Re: Flexible indexing

Nicolas Lalevée Tue, 13 Mar 2007 01:04:39 -0800

Le Lundi 12 Mars 2007 21:34, Marvin Humphrey a écrit :
> On Mar 10, 2007, at 3:27 PM, Michael Busch wrote:
> > - Introduce index format. Nicolas has already written a lot of code
> > in this regard!
>
> I worry that going the interface route is going to be too
> restrictive.  When I looked at Nicholas's index format spec, I
> immediately wanted to add an Analyzer and a bunch of other stuff to
> it.  Other people are going to want to add their own stuff.
>
> My suggestion is that the top-level plan for the index be called
> Schema, and that it be an abstract class.  An email to the KS list
> explaining the rationale behind KinoSearch's current version of this
> is below my sig.  Here are the API docs:
>
>    http://www.rectangular.com/kinosearch/docs/devel/KinoSearch/
> Schema.html
>    http://www.rectangular.com/kinosearch/docs/devel/KinoSearch/Schema/
> FieldSpec.html
>
> It uses global field semantics, which Hoss won't be happy about.  ;)
> However, I'm grateful to Hoss for past critiques, as they've helped
> me to refine and improve how Schema works.  For instance, as of KS
> 0.20_02 you can introduce new field_name => FieldSpec associations to
> KS at any time during indexing.
>
> It may be that adapting Lucene to use something like what KS uses
> would be too radical a change.  However, I believe that one reason
> that flexible indexing has been in incubation so long is that the
> current mechanism for attaching semantics to field names does not
> scale as well as it might.
>
> For instance, the logical extension of the current FieldInfos system
> is to add booleans as described at <http://wiki.apache.org/lucene-
> java/FlexibleIndexing>.  However, conflict resolution during segment
> merging is going to present challenges.  What happens when in one
> segment 'content' has freq and in another segment it doesn't?  Things
> are so much easier if the posting format, once set, never changes.

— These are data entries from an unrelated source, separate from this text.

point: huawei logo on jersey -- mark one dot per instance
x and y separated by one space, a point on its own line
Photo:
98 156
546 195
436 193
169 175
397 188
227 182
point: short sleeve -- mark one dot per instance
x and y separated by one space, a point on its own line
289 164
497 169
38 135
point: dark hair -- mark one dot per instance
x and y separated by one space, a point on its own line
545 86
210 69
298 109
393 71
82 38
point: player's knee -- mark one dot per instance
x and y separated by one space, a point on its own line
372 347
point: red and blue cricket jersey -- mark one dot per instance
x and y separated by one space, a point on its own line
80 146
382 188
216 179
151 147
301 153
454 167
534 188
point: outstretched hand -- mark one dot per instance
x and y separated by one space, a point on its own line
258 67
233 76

Here you raise another issue. The "IndexFormat" of my submitted patch only 
talks about how data is stored : the field data and the terms/posting data. 
Here you are talking about how the term/posting are created before storing 
them in the index. I agree with you that the behaviour is not clearely 
defined when there are different kind of indexing options for the same field. 
This produce bugs like LUCENE-766. And I think I am still confused about it 
because rethinking about the attached path, the termvector data will be 
computed even if the user have put a TermVector.NO.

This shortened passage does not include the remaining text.